Ahmad, I, T Beck, K D’Hulster, P Lintner et FD Unsal (2019), «Banking Supervision and Resolution in the EU – Effects on small host countries in Central, Eastern and South Eastern Europe», Banque mondiale, FinSAC .

Dewatripont, M, M Montigny et G Nguyen (2021), «Quand la confiance ne suffit pas: résolution bancaire, SPE, Ring-fencing et soutien de groupe», mimeo.

Garicano, L (2020) «Deux propositions pour ressusciter l’union bancaire: l’approche du portefeuille sûr et SRB +», VoxEU.org, 17 décembre.

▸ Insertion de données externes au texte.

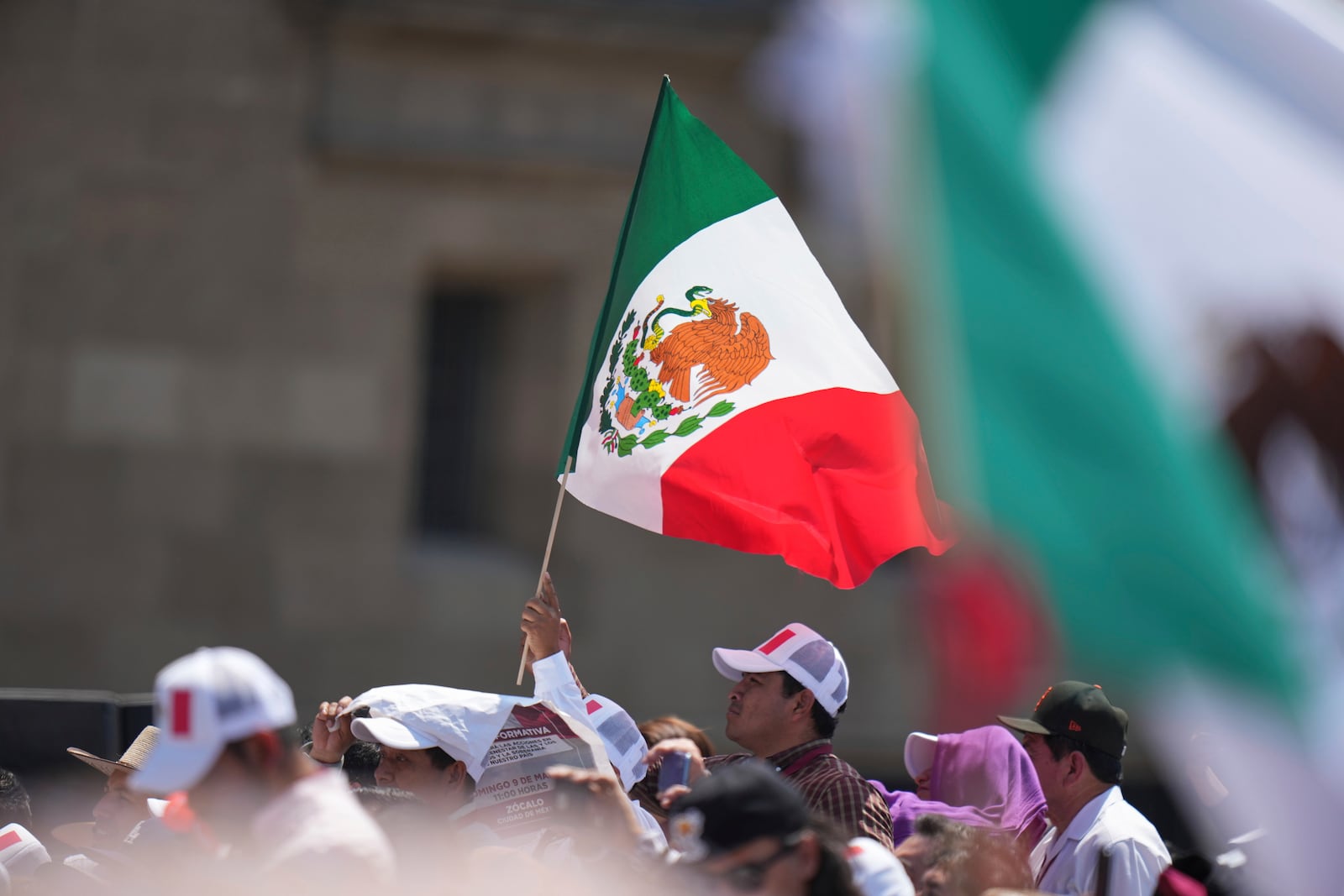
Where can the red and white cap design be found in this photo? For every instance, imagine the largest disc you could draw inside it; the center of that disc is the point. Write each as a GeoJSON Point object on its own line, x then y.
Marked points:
{"type": "Point", "coordinates": [205, 701]}
{"type": "Point", "coordinates": [20, 852]}
{"type": "Point", "coordinates": [803, 653]}
{"type": "Point", "coordinates": [620, 735]}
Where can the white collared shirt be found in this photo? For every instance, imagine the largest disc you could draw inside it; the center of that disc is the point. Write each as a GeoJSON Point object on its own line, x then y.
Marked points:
{"type": "Point", "coordinates": [318, 826]}
{"type": "Point", "coordinates": [1108, 822]}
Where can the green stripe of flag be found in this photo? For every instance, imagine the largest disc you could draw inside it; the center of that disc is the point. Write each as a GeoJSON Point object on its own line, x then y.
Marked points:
{"type": "Point", "coordinates": [689, 179]}
{"type": "Point", "coordinates": [1142, 531]}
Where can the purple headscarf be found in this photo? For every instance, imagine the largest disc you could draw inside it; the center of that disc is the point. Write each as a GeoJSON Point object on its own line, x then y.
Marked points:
{"type": "Point", "coordinates": [981, 777]}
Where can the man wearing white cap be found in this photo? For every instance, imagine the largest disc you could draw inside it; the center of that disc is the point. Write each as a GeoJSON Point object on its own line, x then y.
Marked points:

Kasinger, J, JP Krahnen, S Ongena, L Pelizzon, M Schmeling et M Wahrenburg (2021), «Se préparer à une vague de prêts non performants», VoxEU.org, 1er avril.

Philippon, T et A Salord (2017), Bail-ins et résolution bancaire en Europe: un rapport d’étape, Genève Reports on the World Economy Special Report 4.

Tucker, P (2018), «Resolution policy and resolvability at the center of financial stabilité regimes?», Article présenté à la conférence IADI / BIS FSI, Bâle, 1er février.